“那也不能随便砸玻璃啊!”
“您说的对,是我太鲁莽了。”洛晚回过身,慎重道:“我应该进去看看……”
“你认真的?”林肆不可置信地瞪着她,隐晦地提醒道:“这里危险,眼下没有任何规则能完全保护你。”
洛晚明白他的意思,但依旧道:“我要进去看看,那顶帽子。”
林肆觉得她疯了,他还想再劝,却被姜妍制止了:“洛晚不是蠢货,这么做肯定有她的用意,我们不要妨碍她。”
语毕,她笑眯眯地转向老人:“您孙子喜欢探险吗?说不定他也来过这家店,没准会留下些线索……”
见她拖住了其他人,洛晚轻轻推开门,举高手电走进洋装店。
在进入室内前,她忍不住回过头,又望了老人与他的邻居们一眼。
——真奇怪啊……可究竟是哪里不对劲?
距北门大约还有150米,稳妥起见,待会他们还是加快速度,趁早离开吧。
……
洋装店不大,目测只有五十平,里面空荡荡的,一件衣服都没有。门对面的墙壁上挂着一面大镜子,洛晚甫一走入小店,还以为迎面走来个人,吓了一跳。

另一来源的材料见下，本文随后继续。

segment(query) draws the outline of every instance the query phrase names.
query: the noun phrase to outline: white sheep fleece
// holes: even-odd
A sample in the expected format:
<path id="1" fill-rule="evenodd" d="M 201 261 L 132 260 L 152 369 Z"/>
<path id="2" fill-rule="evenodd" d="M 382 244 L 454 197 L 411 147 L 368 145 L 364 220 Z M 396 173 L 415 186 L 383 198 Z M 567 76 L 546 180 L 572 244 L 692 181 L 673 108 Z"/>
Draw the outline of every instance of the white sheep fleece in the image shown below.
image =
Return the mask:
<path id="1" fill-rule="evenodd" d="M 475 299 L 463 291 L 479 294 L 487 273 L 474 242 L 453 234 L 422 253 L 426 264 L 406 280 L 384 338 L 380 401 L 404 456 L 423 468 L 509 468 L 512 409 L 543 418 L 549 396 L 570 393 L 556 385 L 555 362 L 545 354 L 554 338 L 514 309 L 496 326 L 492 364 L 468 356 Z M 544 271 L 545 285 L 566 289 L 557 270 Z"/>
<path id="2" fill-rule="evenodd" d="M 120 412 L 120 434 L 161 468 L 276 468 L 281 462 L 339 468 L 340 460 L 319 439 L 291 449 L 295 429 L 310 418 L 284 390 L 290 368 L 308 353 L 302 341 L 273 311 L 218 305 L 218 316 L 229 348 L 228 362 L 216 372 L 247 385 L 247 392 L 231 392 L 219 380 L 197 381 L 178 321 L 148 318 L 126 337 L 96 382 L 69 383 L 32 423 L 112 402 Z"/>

她定定神,轻手轻脚地走到橱窗前。透过玻璃,她看到林肆正担忧地朝里看。
简单比了个“ok”的手势,她踮起脚,从模特头顶摘下了红色礼帽——
在指尖碰到帽檐的一瞬间,世界乍然扭曲,洛晚的意识一阵模糊。等她回过神后,身周早已变幻,外面天光大亮,人来人往,一个相貌丑陋的年轻男人正站在橱窗外,满脸狂热。
男人的相貌惊悚怪异,他天生无发,额头前凸,眉骨高耸,双颊一大一小,耳朵大得出奇,龅牙参差地顶开嘴唇,乍一看像极了穿着衣服的类人猿。
洛晚悚然一惊,情不自禁地往后退,可她的身体却僵硬地杵在原地,四肢完全不听使唤。
——怎么回事?!
她拼命挣扎,可意识好似与肉体剥离,就像被困在笼子里的鸟,无论怎样反抗都无法伸展翅膀。洛晚吓坏了,她深吸几口气,强迫自己冷静下来,重新打量四周,这才察觉到一点端倪。
眼前的街道繁华老旧,而她正与一排模特站在橱窗中,穿着颜色夸张的洋装,头上戴着一顶宽檐帽。
这个位置、这幅景象、这顶帽子……
难道,她变成了戴着红帽子的塑料模特,回到了数年前四方井尚未废弃时?
那她还能返回现实吗?
洛晚越想越怕,心乱如麻;她想转身出去,可意识却被锁在无生命的躯壳中,只能与面前怪异的男人对视。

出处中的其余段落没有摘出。